Inward Swirling Flamelet Model

TL;DR

This paper introduces a novel three-dimensional inward swirling flamelet model for turbulent combustion, incorporating vorticity effects, variable density, and multi-structure determination, with potential impacts on flame behavior predictions.

Contribution

The paper develops a new inward swirling flamelet model that dynamically determines flame structures and accounts for vorticity and density variations, advancing sub-grid modeling in turbulent combustion.

Findings

Vorticity influences molecular transport and burning rates.

Flow reversal and extended flammability limits observed.

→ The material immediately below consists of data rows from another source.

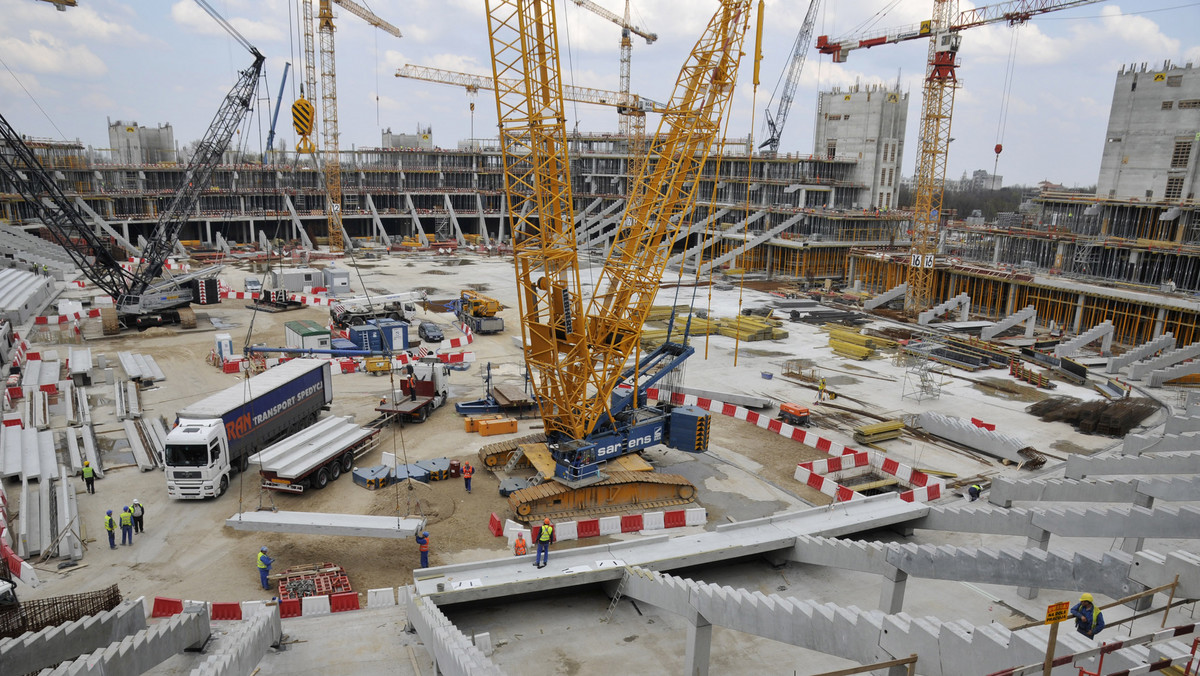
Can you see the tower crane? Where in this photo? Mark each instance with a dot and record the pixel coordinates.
(936, 111)
(474, 83)
(631, 121)
(330, 145)
(139, 300)
(592, 401)
(791, 79)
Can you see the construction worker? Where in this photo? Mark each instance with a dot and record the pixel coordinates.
(89, 476)
(111, 526)
(545, 536)
(138, 513)
(1089, 620)
(264, 567)
(126, 527)
(423, 542)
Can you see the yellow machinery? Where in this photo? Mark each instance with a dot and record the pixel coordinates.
(936, 111)
(580, 354)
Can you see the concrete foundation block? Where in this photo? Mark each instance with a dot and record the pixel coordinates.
(313, 605)
(381, 598)
(610, 525)
(653, 521)
(567, 531)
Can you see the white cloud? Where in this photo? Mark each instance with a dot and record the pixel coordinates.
(192, 17)
(47, 54)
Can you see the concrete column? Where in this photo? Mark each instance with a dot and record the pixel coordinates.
(1037, 539)
(892, 591)
(700, 644)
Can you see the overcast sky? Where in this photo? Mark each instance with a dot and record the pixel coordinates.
(166, 61)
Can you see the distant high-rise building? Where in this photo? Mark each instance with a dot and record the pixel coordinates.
(865, 124)
(421, 139)
(1153, 139)
(141, 145)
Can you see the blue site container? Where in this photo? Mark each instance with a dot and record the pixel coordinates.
(394, 333)
(366, 336)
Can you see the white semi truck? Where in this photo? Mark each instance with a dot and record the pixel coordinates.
(219, 434)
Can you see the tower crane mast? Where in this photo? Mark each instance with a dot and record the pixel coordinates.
(791, 79)
(581, 357)
(936, 113)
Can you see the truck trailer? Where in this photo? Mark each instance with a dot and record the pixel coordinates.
(219, 434)
(313, 456)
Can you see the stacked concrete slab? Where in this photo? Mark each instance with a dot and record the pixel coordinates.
(454, 653)
(966, 434)
(246, 644)
(1102, 331)
(40, 650)
(147, 648)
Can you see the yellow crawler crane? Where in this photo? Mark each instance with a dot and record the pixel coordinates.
(580, 358)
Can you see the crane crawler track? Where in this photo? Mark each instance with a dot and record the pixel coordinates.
(496, 455)
(619, 492)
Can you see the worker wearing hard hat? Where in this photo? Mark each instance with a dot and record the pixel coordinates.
(423, 543)
(139, 514)
(89, 476)
(1089, 618)
(264, 566)
(545, 536)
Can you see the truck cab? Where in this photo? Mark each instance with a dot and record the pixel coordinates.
(197, 460)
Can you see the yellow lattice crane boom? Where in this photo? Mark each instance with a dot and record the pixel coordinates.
(473, 83)
(936, 113)
(580, 356)
(330, 144)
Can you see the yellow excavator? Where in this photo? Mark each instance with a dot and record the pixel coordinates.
(589, 381)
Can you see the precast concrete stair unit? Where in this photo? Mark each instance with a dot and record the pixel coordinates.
(1029, 315)
(1143, 351)
(1074, 346)
(868, 636)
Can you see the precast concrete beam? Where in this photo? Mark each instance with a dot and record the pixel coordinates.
(147, 648)
(1181, 462)
(39, 650)
(322, 524)
(245, 646)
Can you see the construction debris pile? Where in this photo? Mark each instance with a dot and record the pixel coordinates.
(1109, 418)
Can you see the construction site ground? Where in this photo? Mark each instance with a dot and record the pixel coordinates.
(187, 551)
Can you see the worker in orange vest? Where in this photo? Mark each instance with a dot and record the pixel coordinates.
(423, 540)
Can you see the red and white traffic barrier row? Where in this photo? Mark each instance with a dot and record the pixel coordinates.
(922, 486)
(604, 525)
(64, 318)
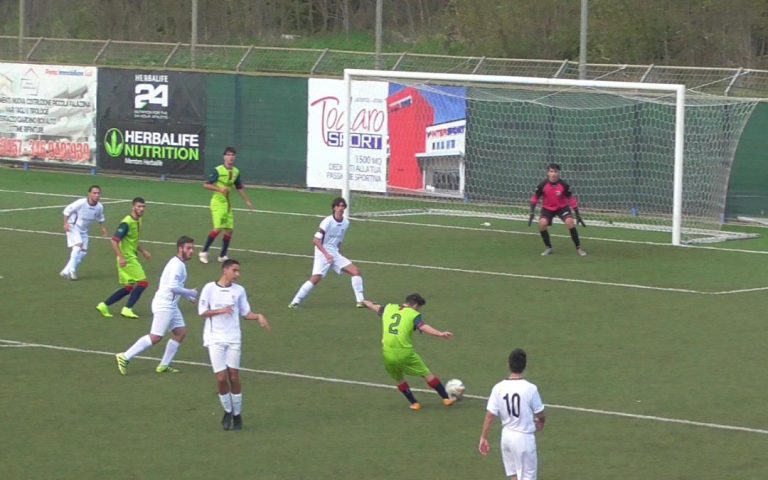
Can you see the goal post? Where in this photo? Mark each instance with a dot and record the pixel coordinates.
(478, 144)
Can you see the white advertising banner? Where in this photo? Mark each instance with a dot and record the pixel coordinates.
(48, 113)
(325, 135)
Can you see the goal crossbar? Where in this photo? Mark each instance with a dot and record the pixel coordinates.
(676, 91)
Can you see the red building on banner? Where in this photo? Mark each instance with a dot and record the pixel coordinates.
(409, 116)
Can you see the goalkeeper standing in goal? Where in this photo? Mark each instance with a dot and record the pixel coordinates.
(557, 200)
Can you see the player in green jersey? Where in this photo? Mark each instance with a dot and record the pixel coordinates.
(221, 181)
(398, 323)
(125, 244)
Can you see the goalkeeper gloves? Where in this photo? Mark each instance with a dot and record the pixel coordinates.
(579, 220)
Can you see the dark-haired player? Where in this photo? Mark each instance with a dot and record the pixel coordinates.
(328, 240)
(400, 359)
(517, 403)
(125, 244)
(221, 181)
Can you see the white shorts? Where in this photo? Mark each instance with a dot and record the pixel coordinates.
(518, 452)
(321, 265)
(224, 355)
(166, 320)
(76, 236)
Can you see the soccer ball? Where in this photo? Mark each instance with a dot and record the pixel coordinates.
(455, 388)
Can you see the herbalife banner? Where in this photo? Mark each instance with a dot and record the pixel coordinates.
(152, 122)
(325, 135)
(48, 113)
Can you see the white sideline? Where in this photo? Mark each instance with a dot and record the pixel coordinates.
(430, 225)
(380, 385)
(447, 269)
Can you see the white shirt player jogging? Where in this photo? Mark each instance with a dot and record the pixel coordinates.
(174, 276)
(80, 214)
(515, 402)
(223, 328)
(334, 232)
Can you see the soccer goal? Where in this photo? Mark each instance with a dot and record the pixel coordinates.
(638, 155)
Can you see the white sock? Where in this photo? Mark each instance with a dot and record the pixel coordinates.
(72, 263)
(141, 344)
(357, 286)
(237, 403)
(226, 402)
(170, 351)
(303, 292)
(79, 259)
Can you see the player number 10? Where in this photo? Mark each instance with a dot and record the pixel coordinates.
(513, 404)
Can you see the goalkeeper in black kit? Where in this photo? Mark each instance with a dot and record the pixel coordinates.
(556, 201)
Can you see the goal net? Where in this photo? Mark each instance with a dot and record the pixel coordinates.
(641, 156)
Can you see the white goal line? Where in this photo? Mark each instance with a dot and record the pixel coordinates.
(425, 225)
(447, 269)
(9, 342)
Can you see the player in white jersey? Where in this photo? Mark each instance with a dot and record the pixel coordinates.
(78, 217)
(222, 304)
(517, 403)
(165, 310)
(327, 241)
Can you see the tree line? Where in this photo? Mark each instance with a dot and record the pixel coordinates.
(663, 32)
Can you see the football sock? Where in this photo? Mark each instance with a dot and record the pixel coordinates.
(405, 389)
(575, 237)
(225, 244)
(303, 292)
(72, 263)
(209, 241)
(357, 287)
(80, 256)
(237, 403)
(141, 344)
(119, 294)
(170, 351)
(438, 386)
(545, 237)
(226, 402)
(136, 293)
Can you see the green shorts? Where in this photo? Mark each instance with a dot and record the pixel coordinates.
(131, 273)
(401, 362)
(222, 215)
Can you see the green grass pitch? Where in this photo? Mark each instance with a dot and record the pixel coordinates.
(648, 356)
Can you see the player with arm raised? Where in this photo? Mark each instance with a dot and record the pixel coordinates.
(130, 273)
(517, 403)
(165, 310)
(327, 241)
(78, 217)
(557, 200)
(222, 303)
(400, 359)
(221, 181)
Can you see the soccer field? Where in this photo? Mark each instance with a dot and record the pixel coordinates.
(647, 356)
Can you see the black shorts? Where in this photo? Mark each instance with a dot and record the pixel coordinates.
(562, 214)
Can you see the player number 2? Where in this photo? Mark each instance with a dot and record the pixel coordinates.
(393, 326)
(513, 404)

Centrifugal effects significantly alter flame characteristics.

Abstract

A new rotational flamelet model with inward swirling flow through a stretched vortex tube is developed for sub-grid modeling to be coupled with the resolved flow for turbulent combustion. The model has critical new features compared to existing models. (i) Non-premixed flames, premixed flames, or multi-branched flame structures are determined rather than prescribed. (ii) The effects of vorticity and the related centifugal acceleration are determined. (iii) The strain rates and vorticity applied at the sub-grid level can be directly determined from the resolved-scale strain rates and vorticity without a contrived progress variable. (iv) The flamelet model is three-dimensional. (v) The effect of variable density is addressed. (vi) The inward swirl is created by vorticity combined with two compressive normal strain components; this feature distinguishes the model from counterflow flamelet models. Solutions to the multicomponent Navier-Stokes equations governing the flamelet model are obtained. By coordinate transformation, a similar solution is found for the model, through a system of ordinary differential equations. Vorticity creates a centrifugal force on the sub-grid counterflow that modifies the molecular transport rates, burning rates, and flammability limits. Sample computations of the inward swirling rotational flamelet model without coupling to the resolved flow are presented to demonstrate the importance of the new features. Premixed, nonpremixed, and multi-branched flame structures are examined. Parameter surveys are made with rate of normal strain, vorticity, Damk\"{o}hler number, and Prandtl number. The centrifugal effect has interesting consequences when combined with the variable-density field. Flow direction can reverse; burning rates can be modified; flammability limits can be extended.